The Atlanta Journal-Constitution

Mandela’s family in court

Grandson accused by family members of moving graves.

- By Robyn Dixon Los Angeles Times

PRETORIA, SOUTH AFRICA — As South Africans continued their long and painful vigil Tuesday for critically ill elder statesman Nelson Mandela, his family was in court in a Shakespear­ean battle over the bones of his three dead children.

The drama — with accusation­s of illegitima­cy, appeals to the family’s ancestors, allegation­s of secret exhumation­s of family bones and a battle over a chieftainc­y — has horrified much of the nation.

Tuesday’s court battle in the Eastern Cape town of Mtatha came after 16 family members, led by Makaziwe, took court action Friday to force Nelson Mandela’s grandson, Mandla Mandela, to return the bones of three of the elder statesman’s children. The court Friday granted an interim order that he return the bodies, which he contested Tuesday.

According to the family members, Mandla secretly dug up the bones in the dead of night without informing the rest of the family. When the family opened the graves last week, with Mandela gravely ill, there were no bones to be found.
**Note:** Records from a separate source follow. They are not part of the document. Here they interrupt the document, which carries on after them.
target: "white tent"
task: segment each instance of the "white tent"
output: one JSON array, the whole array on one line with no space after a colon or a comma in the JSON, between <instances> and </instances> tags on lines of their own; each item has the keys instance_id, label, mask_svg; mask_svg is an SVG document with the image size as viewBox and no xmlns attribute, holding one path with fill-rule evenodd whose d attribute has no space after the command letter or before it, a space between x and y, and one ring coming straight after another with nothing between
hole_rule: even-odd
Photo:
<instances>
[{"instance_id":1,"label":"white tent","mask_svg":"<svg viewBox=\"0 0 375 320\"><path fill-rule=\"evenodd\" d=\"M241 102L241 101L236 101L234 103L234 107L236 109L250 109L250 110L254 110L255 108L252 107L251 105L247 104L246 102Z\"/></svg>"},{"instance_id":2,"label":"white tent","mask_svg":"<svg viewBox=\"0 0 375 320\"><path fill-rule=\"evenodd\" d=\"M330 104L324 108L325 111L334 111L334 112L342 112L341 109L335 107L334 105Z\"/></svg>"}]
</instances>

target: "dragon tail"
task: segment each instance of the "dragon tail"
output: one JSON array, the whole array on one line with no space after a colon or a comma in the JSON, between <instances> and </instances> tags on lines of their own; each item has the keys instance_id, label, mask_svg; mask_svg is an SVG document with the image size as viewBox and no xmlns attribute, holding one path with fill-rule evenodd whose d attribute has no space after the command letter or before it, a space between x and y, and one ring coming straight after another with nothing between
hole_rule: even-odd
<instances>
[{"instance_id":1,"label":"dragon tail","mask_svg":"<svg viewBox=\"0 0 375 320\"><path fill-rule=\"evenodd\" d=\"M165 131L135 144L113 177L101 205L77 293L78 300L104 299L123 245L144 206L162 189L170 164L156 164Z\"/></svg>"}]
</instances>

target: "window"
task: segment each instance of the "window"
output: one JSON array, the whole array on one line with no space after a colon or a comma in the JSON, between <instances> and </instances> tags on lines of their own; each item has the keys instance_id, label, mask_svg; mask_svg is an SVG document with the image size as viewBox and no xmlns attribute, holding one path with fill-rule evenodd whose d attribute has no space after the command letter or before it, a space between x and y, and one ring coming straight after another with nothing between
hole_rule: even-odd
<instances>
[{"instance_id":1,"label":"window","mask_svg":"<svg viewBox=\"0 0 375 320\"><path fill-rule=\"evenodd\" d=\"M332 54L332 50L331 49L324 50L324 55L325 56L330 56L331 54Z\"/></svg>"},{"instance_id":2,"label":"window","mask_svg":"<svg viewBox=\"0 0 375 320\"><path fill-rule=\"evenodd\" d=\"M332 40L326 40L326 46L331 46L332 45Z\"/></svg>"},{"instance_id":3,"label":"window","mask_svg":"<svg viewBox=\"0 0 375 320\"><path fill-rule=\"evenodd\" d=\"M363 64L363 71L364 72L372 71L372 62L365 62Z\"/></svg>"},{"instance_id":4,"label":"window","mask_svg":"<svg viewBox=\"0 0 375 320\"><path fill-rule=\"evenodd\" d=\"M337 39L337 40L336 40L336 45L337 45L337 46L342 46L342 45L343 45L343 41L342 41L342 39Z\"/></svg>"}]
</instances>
South African media reported that Mandla had them reburied in 2011 in his own area, Mvezo, the elder Mandela’s birthplace. The move would help ensure his grandfathe­r was buried there, because Nelson Mandela had expressed his wish to be buried next to his children. Mandla has been building a tourist center at Mvezo, with a hotel and other facilities.

The opposing family faction insists that the bones must be moved back to a family grave site in Qunu, Nelson Mandela’s home village.

They have also called in the police. The Port Elizabeth Herald reported Tuesday that authoritie­s, at the family’s request, had launched a criminal investigat­ion against Mandla for allegedly tampering illegally with graves.